# Linear regression with a two-level factor explanatory variable

## Overview

Teaching:15 min

Exercises:25 minQuestions

How can we explore the relationship between one continuous variable and one categorical variable with two groups prior to fitting a simple linear regression?

How can we fit a simple linear regression model with one two-level categorical explanatory variable in R?

How does the use of the simple linear regression equation differ between the continuous and categorical explanatory variable cases?

How can the parameters of this model be interpreted in R?

How can this model be visualised in R?

Objectives

Use the ggplot2 package to explore the relationship between a continuous variable and a two-level factor variable.

Use the lm command to fit a simple linear regression with a two-level factor explanatory variable.

Distinguish between the baseline and contrast levels of the categorical variable.

Use the jtools package to interpret the model output.

Use the jtools and ggplot2 packages to visualise the resulting model.

In this episode we will study linear regression with one two-level categorical variable.

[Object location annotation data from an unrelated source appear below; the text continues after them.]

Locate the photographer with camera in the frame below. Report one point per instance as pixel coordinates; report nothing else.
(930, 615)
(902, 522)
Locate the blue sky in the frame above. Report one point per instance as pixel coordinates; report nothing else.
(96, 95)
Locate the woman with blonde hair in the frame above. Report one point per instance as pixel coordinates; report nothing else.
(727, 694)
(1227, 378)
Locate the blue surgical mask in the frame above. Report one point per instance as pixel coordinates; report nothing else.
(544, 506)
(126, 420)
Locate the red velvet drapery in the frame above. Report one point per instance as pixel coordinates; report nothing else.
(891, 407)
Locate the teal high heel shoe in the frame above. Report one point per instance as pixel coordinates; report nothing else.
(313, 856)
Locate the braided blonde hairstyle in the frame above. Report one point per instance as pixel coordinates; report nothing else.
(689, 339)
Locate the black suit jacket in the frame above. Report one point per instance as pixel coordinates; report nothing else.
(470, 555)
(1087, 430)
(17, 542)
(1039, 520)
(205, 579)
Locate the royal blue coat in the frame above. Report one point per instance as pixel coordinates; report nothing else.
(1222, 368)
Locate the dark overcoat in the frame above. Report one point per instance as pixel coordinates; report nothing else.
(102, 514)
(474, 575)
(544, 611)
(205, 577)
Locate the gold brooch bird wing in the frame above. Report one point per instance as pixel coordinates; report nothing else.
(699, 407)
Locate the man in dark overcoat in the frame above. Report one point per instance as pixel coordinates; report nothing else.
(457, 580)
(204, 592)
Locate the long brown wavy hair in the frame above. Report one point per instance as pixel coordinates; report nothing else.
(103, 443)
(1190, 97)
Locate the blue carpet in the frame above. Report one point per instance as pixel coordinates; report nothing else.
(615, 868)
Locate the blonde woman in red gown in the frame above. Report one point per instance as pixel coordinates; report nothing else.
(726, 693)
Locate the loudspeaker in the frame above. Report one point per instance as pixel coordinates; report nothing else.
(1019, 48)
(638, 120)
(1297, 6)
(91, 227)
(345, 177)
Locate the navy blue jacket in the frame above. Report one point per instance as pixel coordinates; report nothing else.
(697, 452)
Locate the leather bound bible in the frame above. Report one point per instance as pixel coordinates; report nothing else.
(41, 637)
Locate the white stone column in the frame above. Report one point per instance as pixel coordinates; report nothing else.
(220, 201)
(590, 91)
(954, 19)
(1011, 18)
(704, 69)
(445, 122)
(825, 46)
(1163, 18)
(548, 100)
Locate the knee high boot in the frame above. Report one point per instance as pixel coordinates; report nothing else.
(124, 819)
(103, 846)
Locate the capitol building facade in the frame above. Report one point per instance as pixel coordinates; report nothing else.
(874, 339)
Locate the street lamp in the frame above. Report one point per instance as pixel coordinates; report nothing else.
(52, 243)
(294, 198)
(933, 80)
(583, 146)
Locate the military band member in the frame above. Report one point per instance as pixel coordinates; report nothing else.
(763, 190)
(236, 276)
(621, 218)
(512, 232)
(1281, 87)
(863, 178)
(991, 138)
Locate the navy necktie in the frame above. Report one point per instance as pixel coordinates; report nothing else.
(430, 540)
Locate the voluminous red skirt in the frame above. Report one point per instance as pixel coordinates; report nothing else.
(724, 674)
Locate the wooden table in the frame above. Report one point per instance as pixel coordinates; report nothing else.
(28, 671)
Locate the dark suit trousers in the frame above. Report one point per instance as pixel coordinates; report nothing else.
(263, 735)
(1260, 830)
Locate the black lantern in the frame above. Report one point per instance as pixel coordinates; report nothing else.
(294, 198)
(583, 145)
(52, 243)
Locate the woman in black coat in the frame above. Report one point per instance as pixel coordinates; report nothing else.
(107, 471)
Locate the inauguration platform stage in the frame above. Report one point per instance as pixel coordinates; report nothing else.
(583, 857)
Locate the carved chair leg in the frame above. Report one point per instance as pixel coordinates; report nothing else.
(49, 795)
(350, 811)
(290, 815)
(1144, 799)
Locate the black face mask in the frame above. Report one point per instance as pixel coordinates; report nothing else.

We can explore the relationship between two variables ahead of fitting a model using the `ggplot2`

package.

## Exploring the relationship between a continuous variable and a two-level categorical variable

Let us take `SmokeNow`

and `TotChol`

as an example. `SmokeNow`

describes whether someone who has smoked > 100 cigarettes in their life is currently smoking. `TotChol`

describes the total HDL cholesterol in someone’s blood. In the code below, we first remove rows with missing values using `drop_na()`

from the `tidyr`

package. We then initiate a plotting object using `ggplot`

. We select the variables of interest inside `aes()`

. We then make a violin plot using `geom_violin`

. The shapes of the objects are representative of the distributions of `TotChol`

in the two groups. We overlay the means and their 95% confidence intervals using `stat_summary()`

. Finally, we change the axis labels using `xlab()`

and `ylab()`

.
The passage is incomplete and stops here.